Schilling seemed pretty down hearted about the whole ordeal. Because he is a professional athlete and has fought against much adversity, he is trying to be optimistic and mentally get behind what the Sox want him to do. He realizes the mental aspect, the attitude, is almost just as important as the physical work. However, all the positive thoughts in the world will not fix his shoulder. He seems to be facing the fact that realistically, he could never pitch again. While he seems depressed about the possibility of that happening, he also seems to have accepted it. "It is what it is," he told reporters.

I think Schilling might be done. He sure is talking like he’s done. I wish he had just let last year be it and at least gone out in a blaze of glory. The interesting question is, if he does have end up having surgery sometime within the next couple of months, will he be able to pitch again this season?

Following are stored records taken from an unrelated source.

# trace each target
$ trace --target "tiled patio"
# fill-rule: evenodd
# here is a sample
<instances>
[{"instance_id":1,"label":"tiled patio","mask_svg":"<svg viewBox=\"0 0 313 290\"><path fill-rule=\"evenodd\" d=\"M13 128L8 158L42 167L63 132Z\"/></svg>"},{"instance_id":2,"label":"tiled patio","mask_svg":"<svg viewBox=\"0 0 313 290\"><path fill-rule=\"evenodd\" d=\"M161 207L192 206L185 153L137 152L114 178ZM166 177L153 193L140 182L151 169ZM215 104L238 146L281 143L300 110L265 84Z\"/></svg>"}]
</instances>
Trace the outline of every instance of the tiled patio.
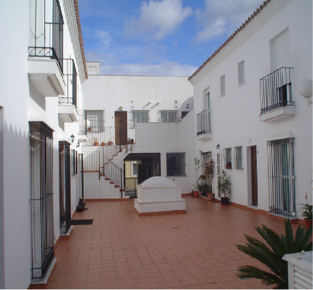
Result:
<instances>
[{"instance_id":1,"label":"tiled patio","mask_svg":"<svg viewBox=\"0 0 313 290\"><path fill-rule=\"evenodd\" d=\"M187 214L138 216L133 200L88 202L68 240L56 249L49 288L265 288L236 276L240 265L261 264L239 252L244 234L262 224L284 232L283 222L188 196ZM293 226L295 228L296 224Z\"/></svg>"}]
</instances>

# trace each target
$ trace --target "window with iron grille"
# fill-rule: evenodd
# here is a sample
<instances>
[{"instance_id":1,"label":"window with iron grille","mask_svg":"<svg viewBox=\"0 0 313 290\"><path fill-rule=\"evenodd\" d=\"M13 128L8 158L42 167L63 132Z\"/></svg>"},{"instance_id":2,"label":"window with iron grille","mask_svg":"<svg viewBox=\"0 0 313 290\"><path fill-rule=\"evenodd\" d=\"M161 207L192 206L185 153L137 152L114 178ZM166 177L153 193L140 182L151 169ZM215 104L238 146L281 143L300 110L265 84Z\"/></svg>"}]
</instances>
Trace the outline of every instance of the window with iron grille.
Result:
<instances>
[{"instance_id":1,"label":"window with iron grille","mask_svg":"<svg viewBox=\"0 0 313 290\"><path fill-rule=\"evenodd\" d=\"M166 176L186 176L184 152L166 153Z\"/></svg>"},{"instance_id":2,"label":"window with iron grille","mask_svg":"<svg viewBox=\"0 0 313 290\"><path fill-rule=\"evenodd\" d=\"M244 60L242 60L238 64L238 84L240 84L244 82Z\"/></svg>"},{"instance_id":3,"label":"window with iron grille","mask_svg":"<svg viewBox=\"0 0 313 290\"><path fill-rule=\"evenodd\" d=\"M86 110L87 120L90 122L88 130L93 132L105 131L105 110Z\"/></svg>"},{"instance_id":4,"label":"window with iron grille","mask_svg":"<svg viewBox=\"0 0 313 290\"><path fill-rule=\"evenodd\" d=\"M162 123L171 123L178 121L178 110L160 110L158 120Z\"/></svg>"},{"instance_id":5,"label":"window with iron grille","mask_svg":"<svg viewBox=\"0 0 313 290\"><path fill-rule=\"evenodd\" d=\"M149 110L132 110L130 112L133 119L133 124L149 122Z\"/></svg>"},{"instance_id":6,"label":"window with iron grille","mask_svg":"<svg viewBox=\"0 0 313 290\"><path fill-rule=\"evenodd\" d=\"M45 276L54 256L53 130L29 122L32 278Z\"/></svg>"},{"instance_id":7,"label":"window with iron grille","mask_svg":"<svg viewBox=\"0 0 313 290\"><path fill-rule=\"evenodd\" d=\"M231 148L224 148L224 164L226 169L231 169Z\"/></svg>"},{"instance_id":8,"label":"window with iron grille","mask_svg":"<svg viewBox=\"0 0 313 290\"><path fill-rule=\"evenodd\" d=\"M234 147L235 169L242 169L242 146Z\"/></svg>"},{"instance_id":9,"label":"window with iron grille","mask_svg":"<svg viewBox=\"0 0 313 290\"><path fill-rule=\"evenodd\" d=\"M269 211L296 216L293 138L267 142Z\"/></svg>"},{"instance_id":10,"label":"window with iron grille","mask_svg":"<svg viewBox=\"0 0 313 290\"><path fill-rule=\"evenodd\" d=\"M77 151L72 150L72 174L77 173L77 165L78 165L78 153Z\"/></svg>"}]
</instances>

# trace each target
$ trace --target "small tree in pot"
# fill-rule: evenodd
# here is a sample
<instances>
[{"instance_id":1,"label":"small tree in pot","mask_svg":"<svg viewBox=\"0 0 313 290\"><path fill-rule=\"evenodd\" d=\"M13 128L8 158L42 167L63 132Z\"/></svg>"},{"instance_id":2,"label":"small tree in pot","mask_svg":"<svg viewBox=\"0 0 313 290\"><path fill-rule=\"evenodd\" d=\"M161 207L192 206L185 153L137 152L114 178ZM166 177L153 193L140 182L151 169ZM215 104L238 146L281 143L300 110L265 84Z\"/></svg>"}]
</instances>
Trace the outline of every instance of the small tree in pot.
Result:
<instances>
[{"instance_id":1,"label":"small tree in pot","mask_svg":"<svg viewBox=\"0 0 313 290\"><path fill-rule=\"evenodd\" d=\"M219 180L217 182L217 189L221 192L221 203L222 204L228 204L228 198L230 196L230 180L227 172L222 170Z\"/></svg>"}]
</instances>

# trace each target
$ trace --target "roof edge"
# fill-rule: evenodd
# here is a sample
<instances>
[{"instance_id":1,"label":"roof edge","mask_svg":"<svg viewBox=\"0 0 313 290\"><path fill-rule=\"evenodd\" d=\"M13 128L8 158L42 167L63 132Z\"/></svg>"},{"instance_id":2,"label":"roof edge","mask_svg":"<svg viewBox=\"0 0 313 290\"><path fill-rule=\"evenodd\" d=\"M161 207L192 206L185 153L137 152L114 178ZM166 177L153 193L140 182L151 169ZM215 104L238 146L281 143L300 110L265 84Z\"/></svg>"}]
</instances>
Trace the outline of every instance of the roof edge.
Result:
<instances>
[{"instance_id":1,"label":"roof edge","mask_svg":"<svg viewBox=\"0 0 313 290\"><path fill-rule=\"evenodd\" d=\"M266 0L264 1L262 4L256 9L252 13L251 16L248 18L240 26L239 28L237 29L211 55L211 56L205 60L197 70L196 70L188 78L188 80L190 81L194 76L195 76L205 66L205 65L218 53L219 52L224 48L231 40L235 38L235 36L238 34L239 32L241 31L249 23L251 22L252 19L254 18L258 14L261 12L261 10L263 10L263 8L270 2L271 0Z\"/></svg>"}]
</instances>

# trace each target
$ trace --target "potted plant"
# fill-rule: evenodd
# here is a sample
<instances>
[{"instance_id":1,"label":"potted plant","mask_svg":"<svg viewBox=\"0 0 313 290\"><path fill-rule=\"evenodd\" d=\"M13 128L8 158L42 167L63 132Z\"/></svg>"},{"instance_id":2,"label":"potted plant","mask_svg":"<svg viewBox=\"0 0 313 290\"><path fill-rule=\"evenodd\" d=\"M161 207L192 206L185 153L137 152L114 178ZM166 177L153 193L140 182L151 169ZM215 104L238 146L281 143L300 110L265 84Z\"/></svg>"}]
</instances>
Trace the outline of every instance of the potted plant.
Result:
<instances>
[{"instance_id":1,"label":"potted plant","mask_svg":"<svg viewBox=\"0 0 313 290\"><path fill-rule=\"evenodd\" d=\"M85 200L83 198L80 198L78 202L78 206L76 206L76 210L79 212L83 212L85 209L85 206L86 202Z\"/></svg>"},{"instance_id":2,"label":"potted plant","mask_svg":"<svg viewBox=\"0 0 313 290\"><path fill-rule=\"evenodd\" d=\"M306 200L305 204L300 204L301 205L300 210L302 211L301 216L304 218L305 228L307 230L310 226L312 226L312 208L313 206L307 203L306 192L305 192L305 200Z\"/></svg>"},{"instance_id":3,"label":"potted plant","mask_svg":"<svg viewBox=\"0 0 313 290\"><path fill-rule=\"evenodd\" d=\"M224 170L222 170L220 177L217 182L217 188L221 192L221 204L223 205L228 204L231 192L230 180L229 176Z\"/></svg>"},{"instance_id":4,"label":"potted plant","mask_svg":"<svg viewBox=\"0 0 313 290\"><path fill-rule=\"evenodd\" d=\"M214 166L214 162L213 159L211 159L209 162L206 163L204 166L204 174L209 182L208 184L208 190L206 196L208 198L208 200L214 200L214 194L212 192L212 180L213 178Z\"/></svg>"}]
</instances>

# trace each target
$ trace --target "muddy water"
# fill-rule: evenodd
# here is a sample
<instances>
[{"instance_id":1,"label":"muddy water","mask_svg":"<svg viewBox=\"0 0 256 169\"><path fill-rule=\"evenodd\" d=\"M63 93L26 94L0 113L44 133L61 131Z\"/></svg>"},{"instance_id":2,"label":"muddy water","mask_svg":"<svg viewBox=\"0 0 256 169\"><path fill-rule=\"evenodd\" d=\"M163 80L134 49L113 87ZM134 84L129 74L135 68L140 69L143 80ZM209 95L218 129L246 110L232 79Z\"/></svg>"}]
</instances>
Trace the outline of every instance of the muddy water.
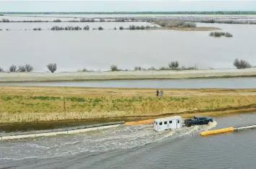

If not, will he try to pitch again next season, and if so, with what team? I have a hard time seeing Theo sign him again after this mess, but I can almost bet some team would take a chance, most likely in the National League.

Eric Gagne apologized to his teammates today about his name on the Mitchell Report in a publicly issued statement. His teammates are right there at Spring Training; don’t know why he had to issue the statement publicly, but I digress. In his statement, Gagne said, "[My name on the Mitchell Report], that’s a distraction that shouldn’t be taking place. I’m just here to help the Milwaukee Brewers get to the World Series and playoffs, and that’s all I really care about." Hmmm. Who really thinks that will happen, especially if he’s anchoring the bullpen?